Sintini: la mia battaglia contro il tumore
Ci sono momenti in cui si sarebbe disposti a pagare per ascoltare un lieto fine così. Giacomo "Jack" Sintini lo sa e dopo aver sconfitto un linfoma è felice di girare l'Italia raccontando la sua vicenda. L'altra sera, all'oratorio S.Gabriele di Arco, "Spazio Giovani" ha organizzato un incontro con il campione di pallavolo, vincitore dell'ultimo scudetto con la Trentino Volley. Una serata in cui si è mescolato dolore e gioia, una lezione di vita e coraggio, un invito a fare del bene
ARCO - Ci sono momenti in cui si sarebbe disposti a pagare per ascoltare un lieto fine così. Giacomo "Jack" Sintini lo sa e dopo aver sconfitto un linfoma è felice di girare l'Italia raccontando la sua vicenda.

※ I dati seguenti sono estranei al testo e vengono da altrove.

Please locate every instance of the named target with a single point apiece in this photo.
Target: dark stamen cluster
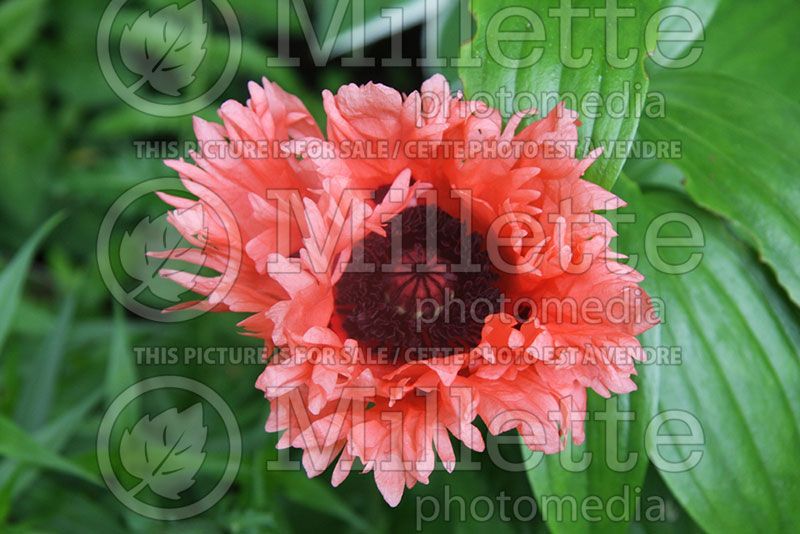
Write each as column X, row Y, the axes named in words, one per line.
column 426, row 299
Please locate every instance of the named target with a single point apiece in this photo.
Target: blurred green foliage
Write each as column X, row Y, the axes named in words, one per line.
column 68, row 151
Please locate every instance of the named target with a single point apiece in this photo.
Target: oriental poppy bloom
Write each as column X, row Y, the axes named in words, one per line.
column 419, row 267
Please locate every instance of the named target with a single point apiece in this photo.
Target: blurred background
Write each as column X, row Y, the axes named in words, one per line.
column 69, row 348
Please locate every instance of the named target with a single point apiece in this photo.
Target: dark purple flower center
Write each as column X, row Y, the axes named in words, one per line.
column 424, row 290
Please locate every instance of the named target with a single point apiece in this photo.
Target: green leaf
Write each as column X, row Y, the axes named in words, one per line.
column 603, row 473
column 738, row 382
column 13, row 276
column 36, row 399
column 165, row 452
column 530, row 63
column 737, row 162
column 18, row 445
column 14, row 478
column 121, row 371
column 369, row 25
column 752, row 41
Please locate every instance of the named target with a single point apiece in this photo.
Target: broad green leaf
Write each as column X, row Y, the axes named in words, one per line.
column 737, row 387
column 14, row 274
column 532, row 62
column 18, row 445
column 36, row 399
column 353, row 28
column 738, row 160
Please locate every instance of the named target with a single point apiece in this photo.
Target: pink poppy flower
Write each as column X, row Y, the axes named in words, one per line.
column 420, row 267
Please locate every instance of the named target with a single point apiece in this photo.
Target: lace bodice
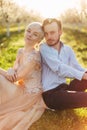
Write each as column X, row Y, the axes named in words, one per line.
column 33, row 80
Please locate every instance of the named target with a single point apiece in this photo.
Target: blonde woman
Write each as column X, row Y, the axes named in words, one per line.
column 21, row 103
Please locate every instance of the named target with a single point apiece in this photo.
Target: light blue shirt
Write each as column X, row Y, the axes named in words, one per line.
column 57, row 66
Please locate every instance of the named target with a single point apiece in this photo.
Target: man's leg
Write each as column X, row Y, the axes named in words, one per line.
column 63, row 99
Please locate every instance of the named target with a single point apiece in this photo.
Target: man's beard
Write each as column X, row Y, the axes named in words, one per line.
column 55, row 43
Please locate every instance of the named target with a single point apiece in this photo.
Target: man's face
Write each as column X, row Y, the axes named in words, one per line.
column 52, row 33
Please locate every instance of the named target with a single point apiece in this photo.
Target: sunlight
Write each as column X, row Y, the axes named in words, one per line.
column 47, row 8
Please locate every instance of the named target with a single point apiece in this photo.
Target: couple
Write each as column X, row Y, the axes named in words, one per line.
column 24, row 96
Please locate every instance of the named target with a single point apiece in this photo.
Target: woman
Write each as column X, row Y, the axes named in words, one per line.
column 20, row 87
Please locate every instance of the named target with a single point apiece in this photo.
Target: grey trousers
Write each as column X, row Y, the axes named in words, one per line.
column 67, row 96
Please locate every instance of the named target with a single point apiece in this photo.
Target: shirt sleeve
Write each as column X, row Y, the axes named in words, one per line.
column 58, row 66
column 73, row 61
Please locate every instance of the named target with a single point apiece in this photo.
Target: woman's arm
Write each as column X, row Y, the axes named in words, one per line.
column 3, row 72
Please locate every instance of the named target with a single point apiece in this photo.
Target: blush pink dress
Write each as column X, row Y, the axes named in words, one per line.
column 21, row 105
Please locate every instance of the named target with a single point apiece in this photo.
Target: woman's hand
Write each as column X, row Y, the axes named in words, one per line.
column 11, row 75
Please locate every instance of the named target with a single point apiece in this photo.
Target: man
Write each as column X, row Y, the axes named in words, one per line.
column 58, row 63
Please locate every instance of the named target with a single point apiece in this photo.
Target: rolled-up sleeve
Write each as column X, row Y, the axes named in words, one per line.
column 58, row 66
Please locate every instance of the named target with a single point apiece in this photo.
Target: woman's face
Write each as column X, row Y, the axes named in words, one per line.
column 32, row 34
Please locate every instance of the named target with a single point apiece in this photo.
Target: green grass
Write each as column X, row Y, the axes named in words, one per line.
column 73, row 119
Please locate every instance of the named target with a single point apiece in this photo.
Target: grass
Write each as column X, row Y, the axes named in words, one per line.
column 73, row 119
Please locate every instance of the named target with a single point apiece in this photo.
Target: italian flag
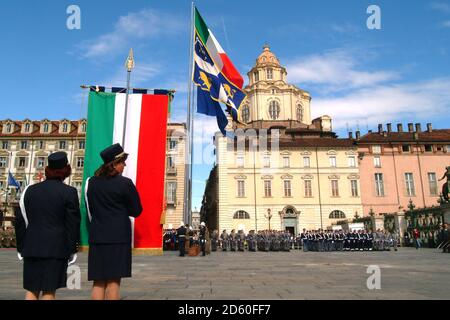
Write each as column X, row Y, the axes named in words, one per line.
column 145, row 142
column 221, row 60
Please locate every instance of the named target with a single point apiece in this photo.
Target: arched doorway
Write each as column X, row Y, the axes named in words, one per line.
column 289, row 219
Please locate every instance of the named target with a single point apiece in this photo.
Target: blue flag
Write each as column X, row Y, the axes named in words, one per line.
column 213, row 87
column 12, row 182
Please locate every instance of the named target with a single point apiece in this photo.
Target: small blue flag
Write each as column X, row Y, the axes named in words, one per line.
column 12, row 182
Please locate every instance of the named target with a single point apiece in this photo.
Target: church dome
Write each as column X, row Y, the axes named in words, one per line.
column 267, row 57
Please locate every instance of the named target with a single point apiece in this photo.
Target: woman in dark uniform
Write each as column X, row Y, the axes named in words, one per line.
column 110, row 199
column 48, row 230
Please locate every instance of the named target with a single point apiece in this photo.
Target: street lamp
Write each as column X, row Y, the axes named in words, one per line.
column 268, row 216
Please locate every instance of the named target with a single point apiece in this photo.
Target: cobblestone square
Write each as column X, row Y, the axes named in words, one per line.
column 405, row 274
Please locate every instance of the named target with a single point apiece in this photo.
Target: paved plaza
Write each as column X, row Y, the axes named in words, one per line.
column 406, row 274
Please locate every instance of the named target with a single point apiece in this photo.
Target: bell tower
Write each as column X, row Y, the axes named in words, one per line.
column 270, row 97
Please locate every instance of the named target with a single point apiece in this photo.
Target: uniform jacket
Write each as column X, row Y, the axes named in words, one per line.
column 110, row 203
column 48, row 221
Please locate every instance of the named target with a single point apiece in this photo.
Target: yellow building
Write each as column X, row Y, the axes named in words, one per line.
column 25, row 146
column 300, row 175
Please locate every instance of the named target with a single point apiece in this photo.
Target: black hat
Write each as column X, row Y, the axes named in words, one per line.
column 112, row 153
column 57, row 160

L'altra sera, all'oratorio S.Gabriele di Arco, "Spazio Giovani" ha organizzato un incontro con il campione di pallavolo, vincitore dell'ultimo scudetto con la Trentino Volley. Una serata in cui si è mescolato dolore e gioia, una lezione di vita e coraggio, un invito a fare del bene. Al termine della serata Sintini ha ritirato l'assegno con la cifra che i ragazzi hanno raccolto in agosto grazie al torneo "Mettiamoci in gioco contro il cancro": poco meno di mille euro destinati alla ricerca.
La malattia di Sintini si era a lungo camuffata da mal di schiena. Prima di riceve la diagnosi, tremenda per chiunque, Giacomo temeva, nel peggiore dei casi, si trattasse di un'ernia. «Il medico mi disse: cancro. Panico. Poi è successa una cosa che per me è un miracolo. Un pensiero mi diceva: "ecco, è quello che volevi! Preghi tutte le sere che non capiti nulla a tua figlia, piuttosto venga a te. Eccoti accontentato". E in quel momento mi calmai, pensando che meglio a me, che a mia figlia». Era marzo 2011, Jack aveva 32 anni.
Cominciò così un anno di sofferenze. «Iniziai cicli pensatissimi di chemioterapia, e solo il mio fisico mi ha permesso di reggere - ricorda - gli effetti collaterali erano spaventosi». «Ma il tumore resisteva. Cambiai farmaci, ancora più pesanti. Fu un periodo da incubo: anemia, ricoveri, non riuscivo a mangiare, vomitavo e svenivo tutto il tempo. Alto 1,96, pesavo 68 chili. Temevo di morire per gli effetti collaterali». Fino all'autotrapianto: «Sei giorni di setticemia, febbre oltre 41°. Poi una sera dissi a mio padre che faceva le notti: "papà, sudo". Arrivarono tutti, medici, infermieri, quasi urlando di gioia. Se sudi la febbre scende! Da lì cominciò la mia ripresa. Nei momenti bui mi hanno aiutato la fede e mia figlia. Carolina mi ha tenuto in vita, e se non avessi avuto questa motivazione, sarei morto».
Il resto è storia: Jack che torna a casa, riprende a mangiare con gli omogeneizzati, comincia la riabilitazione. In due mesi sta meglio tanto da allenarsi per superare l'idoneità sportiva. Torna in campo con Trento e vince la finale scudetto. Ha fondato un'associazione che raccoglie fondi per la ricerca su cure nuove. «Forse il senso della mia malattia era questo, farmi venire in mente di fondare l'associazione e fare qualcosa di importante, anche più della pallavolo».